From the obvious turns of Bowie (with multiple ch-ch-ch-changes) to Prince, or Madonna to more modern examples like Caribou (a name, but add in AI and then…. who is he?) and even Nilufer Yanya’s talk of ‘method actors’, we all play parts in life to an extent. If we criticise Father John Misty for doing the same, then don’t we need to take down David Jones too? It’s a complex web, and it’s why I’ve found a lot of the discourse on FJM’s ‘character’ a bit reductive. I think some of the vitriol comes from people not wanting to feel like they’re getting the wool pulled over their eyes, or feel like the artist is cleverer than them. But I’m ok with it. Often, they are cleverer, or cooler, or more talented than all of us. Perhaps it’s also some frustrated (failed) musicians in the press who just don’t like he’s getting to do something well, because everyone likes taking down the hipster, too. But knowing how he’s struggled – as Josh Tillman and Father John Misty – with depression, anxiety and much more, however much it’s wrapped up in a character, how cool is it to just dismiss and attack that? Isn’t human suffering both a part of that art but also a part of his existence? It’s not very human to dismiss the art while not taking in that context? Of course he’s a rock star, and all the (oversold) mythology that exists with that, but all these people are still human.

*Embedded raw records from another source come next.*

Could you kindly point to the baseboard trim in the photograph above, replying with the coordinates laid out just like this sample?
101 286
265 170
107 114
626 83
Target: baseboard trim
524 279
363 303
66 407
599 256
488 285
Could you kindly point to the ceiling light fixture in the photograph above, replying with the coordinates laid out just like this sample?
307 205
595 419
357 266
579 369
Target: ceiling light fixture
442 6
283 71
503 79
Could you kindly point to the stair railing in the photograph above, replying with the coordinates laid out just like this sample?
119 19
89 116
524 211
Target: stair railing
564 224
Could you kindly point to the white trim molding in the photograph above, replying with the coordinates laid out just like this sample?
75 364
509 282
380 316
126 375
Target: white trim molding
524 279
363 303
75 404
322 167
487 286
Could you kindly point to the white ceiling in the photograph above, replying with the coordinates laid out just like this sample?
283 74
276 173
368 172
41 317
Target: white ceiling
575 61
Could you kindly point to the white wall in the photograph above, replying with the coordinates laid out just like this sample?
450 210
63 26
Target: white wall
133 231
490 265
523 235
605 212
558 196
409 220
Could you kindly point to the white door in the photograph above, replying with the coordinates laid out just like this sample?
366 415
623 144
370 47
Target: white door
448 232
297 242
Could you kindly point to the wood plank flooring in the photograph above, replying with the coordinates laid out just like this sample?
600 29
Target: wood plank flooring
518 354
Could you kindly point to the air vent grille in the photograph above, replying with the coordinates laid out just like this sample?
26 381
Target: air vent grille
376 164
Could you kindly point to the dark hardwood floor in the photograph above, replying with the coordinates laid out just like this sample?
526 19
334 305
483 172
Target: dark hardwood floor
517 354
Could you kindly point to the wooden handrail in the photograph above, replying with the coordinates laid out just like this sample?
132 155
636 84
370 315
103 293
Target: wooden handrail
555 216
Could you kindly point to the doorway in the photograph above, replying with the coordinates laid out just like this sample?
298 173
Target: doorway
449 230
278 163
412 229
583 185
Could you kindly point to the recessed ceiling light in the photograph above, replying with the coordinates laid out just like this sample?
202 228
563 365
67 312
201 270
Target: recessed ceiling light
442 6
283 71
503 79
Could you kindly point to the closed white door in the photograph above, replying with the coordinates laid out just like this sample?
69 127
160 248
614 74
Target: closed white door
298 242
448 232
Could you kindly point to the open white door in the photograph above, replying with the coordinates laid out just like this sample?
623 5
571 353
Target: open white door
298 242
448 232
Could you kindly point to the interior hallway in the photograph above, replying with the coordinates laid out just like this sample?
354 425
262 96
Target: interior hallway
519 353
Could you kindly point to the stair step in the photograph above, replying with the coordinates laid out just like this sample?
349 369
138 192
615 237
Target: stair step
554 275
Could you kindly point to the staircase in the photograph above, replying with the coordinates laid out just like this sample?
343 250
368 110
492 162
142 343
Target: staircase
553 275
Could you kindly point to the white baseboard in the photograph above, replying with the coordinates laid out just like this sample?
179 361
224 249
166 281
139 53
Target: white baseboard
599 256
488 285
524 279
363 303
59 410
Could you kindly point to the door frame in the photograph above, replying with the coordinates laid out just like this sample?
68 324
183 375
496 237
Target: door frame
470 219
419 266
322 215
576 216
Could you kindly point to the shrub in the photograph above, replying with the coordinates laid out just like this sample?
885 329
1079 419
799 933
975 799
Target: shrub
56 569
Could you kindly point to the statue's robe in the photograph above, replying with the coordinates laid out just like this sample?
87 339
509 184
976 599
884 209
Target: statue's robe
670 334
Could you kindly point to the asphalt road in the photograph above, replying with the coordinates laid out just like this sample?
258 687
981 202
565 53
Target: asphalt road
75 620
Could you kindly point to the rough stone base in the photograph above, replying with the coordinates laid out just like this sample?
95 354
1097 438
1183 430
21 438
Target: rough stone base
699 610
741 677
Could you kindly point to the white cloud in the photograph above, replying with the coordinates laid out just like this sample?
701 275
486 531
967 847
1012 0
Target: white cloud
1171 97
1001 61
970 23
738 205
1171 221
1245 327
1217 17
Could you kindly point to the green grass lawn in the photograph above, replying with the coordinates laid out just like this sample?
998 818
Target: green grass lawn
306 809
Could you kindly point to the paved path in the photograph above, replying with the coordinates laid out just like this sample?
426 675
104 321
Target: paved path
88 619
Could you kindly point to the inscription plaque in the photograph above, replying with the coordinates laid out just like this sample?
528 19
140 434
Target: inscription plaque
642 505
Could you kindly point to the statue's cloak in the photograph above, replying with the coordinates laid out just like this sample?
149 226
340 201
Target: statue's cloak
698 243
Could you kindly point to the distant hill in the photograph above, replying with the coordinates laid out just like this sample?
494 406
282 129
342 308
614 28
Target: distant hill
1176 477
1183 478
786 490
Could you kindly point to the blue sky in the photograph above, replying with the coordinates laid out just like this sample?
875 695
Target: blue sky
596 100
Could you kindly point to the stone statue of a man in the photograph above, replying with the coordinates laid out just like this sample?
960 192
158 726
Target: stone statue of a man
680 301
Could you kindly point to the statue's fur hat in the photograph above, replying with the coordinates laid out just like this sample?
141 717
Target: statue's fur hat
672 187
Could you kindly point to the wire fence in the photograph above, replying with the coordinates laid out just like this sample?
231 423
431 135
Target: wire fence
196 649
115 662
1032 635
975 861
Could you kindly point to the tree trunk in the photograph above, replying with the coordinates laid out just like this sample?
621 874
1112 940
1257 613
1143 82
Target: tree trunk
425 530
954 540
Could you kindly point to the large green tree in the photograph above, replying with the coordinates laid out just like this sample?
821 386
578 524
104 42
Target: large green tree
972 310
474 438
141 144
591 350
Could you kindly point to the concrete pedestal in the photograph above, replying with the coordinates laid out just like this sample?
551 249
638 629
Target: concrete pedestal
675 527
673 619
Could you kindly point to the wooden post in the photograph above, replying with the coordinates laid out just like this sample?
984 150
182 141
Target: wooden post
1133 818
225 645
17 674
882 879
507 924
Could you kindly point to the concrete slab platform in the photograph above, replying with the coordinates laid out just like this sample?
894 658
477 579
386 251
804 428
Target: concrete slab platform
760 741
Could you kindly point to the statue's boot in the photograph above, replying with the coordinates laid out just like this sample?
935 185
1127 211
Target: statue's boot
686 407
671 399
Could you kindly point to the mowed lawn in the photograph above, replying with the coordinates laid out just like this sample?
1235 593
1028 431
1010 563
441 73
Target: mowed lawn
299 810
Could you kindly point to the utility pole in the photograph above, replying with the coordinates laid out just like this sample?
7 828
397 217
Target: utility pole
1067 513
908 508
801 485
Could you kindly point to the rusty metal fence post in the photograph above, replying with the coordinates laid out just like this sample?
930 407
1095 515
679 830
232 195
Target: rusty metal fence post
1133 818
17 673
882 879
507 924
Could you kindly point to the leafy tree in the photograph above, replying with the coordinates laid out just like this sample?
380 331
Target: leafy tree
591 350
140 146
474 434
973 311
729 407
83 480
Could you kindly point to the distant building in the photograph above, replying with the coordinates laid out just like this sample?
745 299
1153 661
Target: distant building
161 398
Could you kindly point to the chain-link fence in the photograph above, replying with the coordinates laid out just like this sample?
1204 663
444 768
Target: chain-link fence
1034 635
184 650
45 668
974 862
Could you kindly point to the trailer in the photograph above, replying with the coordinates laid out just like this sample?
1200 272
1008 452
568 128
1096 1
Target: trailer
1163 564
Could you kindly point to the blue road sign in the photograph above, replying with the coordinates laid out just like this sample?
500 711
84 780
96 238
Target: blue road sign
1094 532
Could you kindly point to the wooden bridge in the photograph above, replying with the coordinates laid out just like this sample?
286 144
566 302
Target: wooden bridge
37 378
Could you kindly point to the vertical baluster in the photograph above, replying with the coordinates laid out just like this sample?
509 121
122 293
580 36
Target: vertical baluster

I think having got a lot more into the discourse lately, I’ve found it pretty interesting. Because a lot of what he talks about on his records is about life now, in all its knotty, imperfect, messy glory. The emotional, unfiltered highs of love, and the artificial, temporary ones of drugs. The lows of mental health disasters, comedowns, and existentialist crises, the burning of the planet, the fascists and lunatics in power, and the malign influence of money. However, much we may want to dismiss the vehicle, it’s still the human condition at the heart of it. So however unfiltered, or wrapped up in layers, I’m still here for it.